GBP/USD eased 44 points to trade at 1.6842 after industrial and manufacturing production missed expectations following a drop in PMI last week. Businesses and taking on more staff, but a strong sterling is hurting exports. The Confederation of British Industry (CBI), the UK’s largest business lobbyist, said in its monthly SME manufacturing survey for July that 31% of firms reported output increasing, while 16% said that it decreased, giving a balance of +15%.

AUD/USD took a major fall after the release of unemployment numbers this morning tumbling to 0.9285 down 69 points when just last month traders were hoping to see the currency break 95. The unemployment rate has surged to a 12-year high in July as the number of Australians in jobs went backwards, adding to political pressure on the government.

USD/JPY tumbled on Wednesday to trade at 102.12 and recovered 7 points this morning to reach 102.19 after the greenback lost a bit of its momentum. US data remained positive with the trade balance narrowing well below forecasts as exports skyrocketed again this month. The Bank of Japan (BoJ) looks set to bring no major surprises at its policy meeting this week, but the market will be keeping an ear out for any changes in Governor Haruhiko Kuroda’s optimistic stance on the economy.

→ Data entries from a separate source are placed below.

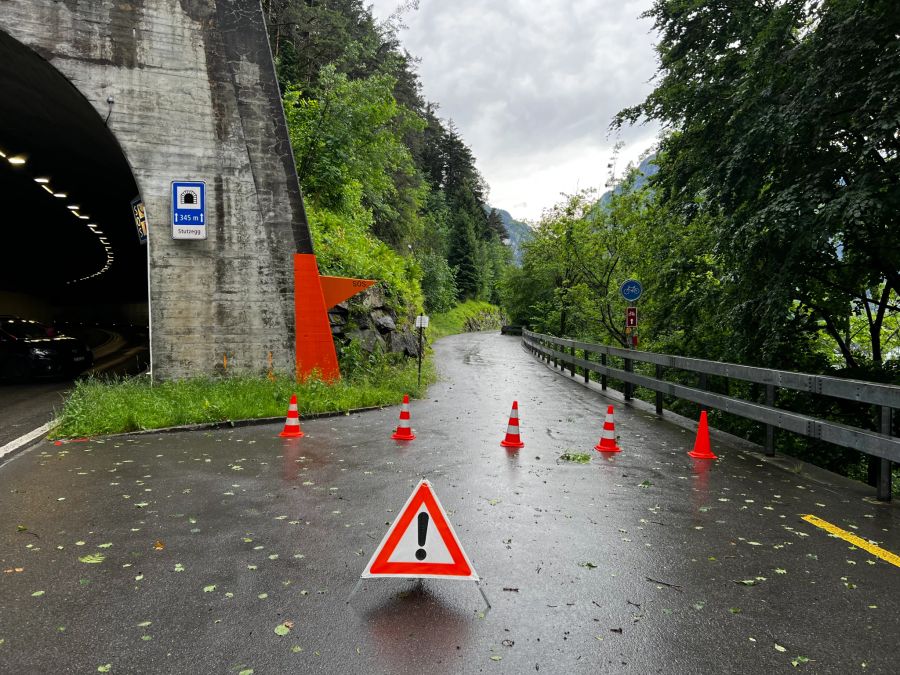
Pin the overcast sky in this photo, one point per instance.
(532, 86)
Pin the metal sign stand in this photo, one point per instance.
(421, 325)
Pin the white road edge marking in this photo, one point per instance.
(22, 440)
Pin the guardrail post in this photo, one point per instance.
(659, 393)
(884, 474)
(629, 388)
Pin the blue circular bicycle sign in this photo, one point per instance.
(631, 290)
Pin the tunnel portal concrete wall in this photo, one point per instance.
(195, 98)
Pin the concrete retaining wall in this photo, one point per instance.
(195, 99)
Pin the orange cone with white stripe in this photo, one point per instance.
(404, 433)
(513, 440)
(608, 437)
(701, 444)
(292, 423)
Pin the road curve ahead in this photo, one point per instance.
(226, 551)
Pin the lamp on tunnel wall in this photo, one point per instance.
(18, 161)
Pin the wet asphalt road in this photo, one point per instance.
(211, 540)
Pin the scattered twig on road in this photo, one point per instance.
(665, 583)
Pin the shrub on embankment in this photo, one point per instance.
(467, 317)
(97, 406)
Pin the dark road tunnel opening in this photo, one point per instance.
(73, 253)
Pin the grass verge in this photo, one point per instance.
(472, 315)
(98, 406)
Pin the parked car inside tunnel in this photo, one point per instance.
(31, 349)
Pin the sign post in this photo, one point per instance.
(631, 290)
(188, 210)
(421, 324)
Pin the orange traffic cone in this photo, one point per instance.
(404, 433)
(608, 437)
(512, 439)
(701, 445)
(292, 423)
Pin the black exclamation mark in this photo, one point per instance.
(423, 532)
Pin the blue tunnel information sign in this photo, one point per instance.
(188, 210)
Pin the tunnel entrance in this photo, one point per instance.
(73, 253)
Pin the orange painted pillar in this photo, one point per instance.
(314, 342)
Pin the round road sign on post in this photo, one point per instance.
(631, 290)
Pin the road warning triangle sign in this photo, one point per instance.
(421, 543)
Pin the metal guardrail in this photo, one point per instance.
(881, 445)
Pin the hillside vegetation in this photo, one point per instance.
(391, 190)
(769, 235)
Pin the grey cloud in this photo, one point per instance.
(523, 79)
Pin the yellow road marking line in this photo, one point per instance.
(877, 551)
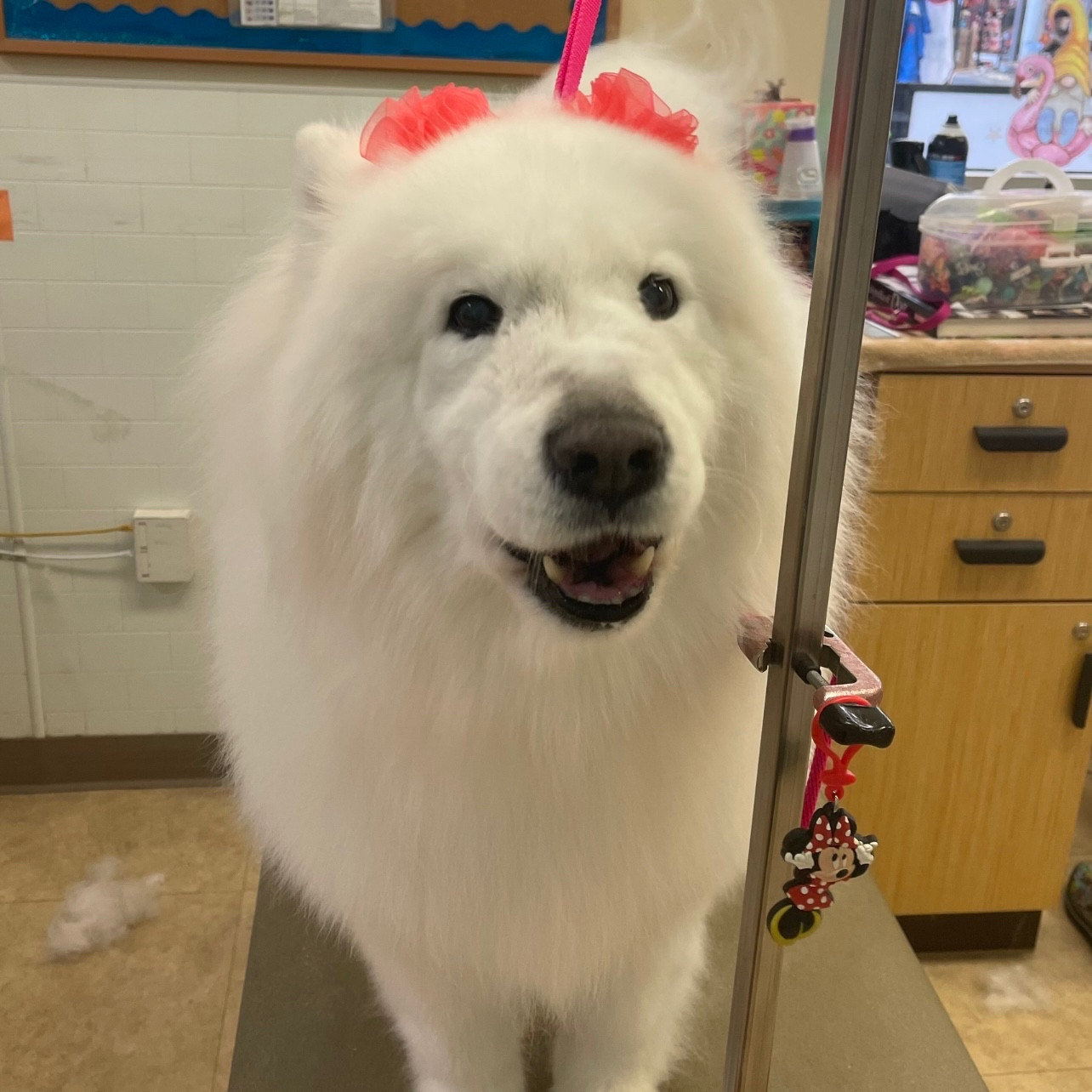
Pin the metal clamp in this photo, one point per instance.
(856, 680)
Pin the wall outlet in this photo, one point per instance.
(162, 545)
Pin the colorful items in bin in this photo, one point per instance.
(765, 133)
(1015, 249)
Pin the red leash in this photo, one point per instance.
(835, 777)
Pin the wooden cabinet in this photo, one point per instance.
(976, 802)
(930, 443)
(919, 538)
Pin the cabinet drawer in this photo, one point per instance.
(913, 556)
(930, 445)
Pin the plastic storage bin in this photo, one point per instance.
(999, 248)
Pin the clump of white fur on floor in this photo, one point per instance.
(99, 911)
(1015, 988)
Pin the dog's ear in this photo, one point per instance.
(327, 166)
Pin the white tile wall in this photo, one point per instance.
(135, 203)
(135, 207)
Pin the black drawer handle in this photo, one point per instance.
(1015, 438)
(1000, 550)
(1083, 695)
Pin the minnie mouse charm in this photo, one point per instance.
(828, 850)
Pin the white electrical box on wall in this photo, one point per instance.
(162, 545)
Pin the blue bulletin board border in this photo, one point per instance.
(41, 26)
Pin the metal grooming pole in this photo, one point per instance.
(870, 34)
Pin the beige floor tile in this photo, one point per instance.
(236, 979)
(1058, 1080)
(142, 1017)
(192, 835)
(1056, 1038)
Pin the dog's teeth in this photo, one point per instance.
(554, 570)
(641, 565)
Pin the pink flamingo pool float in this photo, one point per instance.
(1034, 133)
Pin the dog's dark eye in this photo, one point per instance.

Gold was steady after climbing in the Asian session adding $6.50 to trade at 1291.80. Gold edged up slightly and could benefit from a bout of market risk aversion as fears of increasing military action along the Ukraine border put global equities under pressure. Geopolitical tensions in Ukraine and the Middle East have largely been responsible for gold’s 7 percent gain this year. Gold, often seen as alternative investment to riskier assets such as equities, could gain if stocks fall further.